As recently as mid-October, Donald Trump threatened to sue The New York Times for its article covering his sexual indiscretions. In just a few months, he will have the weight of the Justice Department to do his bidding, which surely sends shivers down the spines of the Sulzbergers.
One of the hallmarks of a strong democracy is a protected and free press.
Newsrooms that have disagreed with Donald Trump’s political approach will have more reasons to cover, investigate and factually criticize the next president of the United States. If Trump tries to shut up the Fourth Estate, we the people (or traditional Third Estate) will have to fight to retain the constitutional right to speak up against our government, whether through the courts or by other means.
Will Trump have a media enemies list? P.J. Bednarski of MediaPost wrote a cogent commentary on what could happen if the vindictiveness we saw during the campaign seeps into Trump’s time in the White House.

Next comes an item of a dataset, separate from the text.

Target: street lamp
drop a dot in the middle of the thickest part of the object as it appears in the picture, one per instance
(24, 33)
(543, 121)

This apprehension shouldn’t discourage.
Rather, it can usher in an era of more rigorous reporting in search of what is truth and what is fabrication.
Jacob Weisberg editor-in-chief of the Slate Group, who also hosts the Trump-critical ‘TrumpCast,’ joined David Plotz, Emily Bazelon and John Dickerson on this week’s ‘Political Gabfest,’ where he discussed the role of Slate in the Trump administration.
“My only positive feeling when I woke up this morning was that Slate has never been so necessary or so important,” Weisberg told Bazelon and Plotz on November 9. “The basic truth-telling function of journalism is going to be more necessary than it’s ever been, and more under siege than it’s ever been.”
“There are these tremendous natural forces to normalize Trump, and now that he’s won the presidency, to treat him and treat this like it’s an unusual but acceptable phenomenon in American politics. As a member of the press, as someone who leads the business side of a news organization, I feel our role is to not be strident, not be hysterical, but to tell the truth and describe the reality.”
“And to stand up for the idea of rationalism and an enlightened approach to policy and ideas. Fake news is just one expression of the whole rejection of a rationalist world-view. You can’t give in to that and say: Well you have your facts, and we have ours.”
“You have to uphold rationalism and reality as a cause.”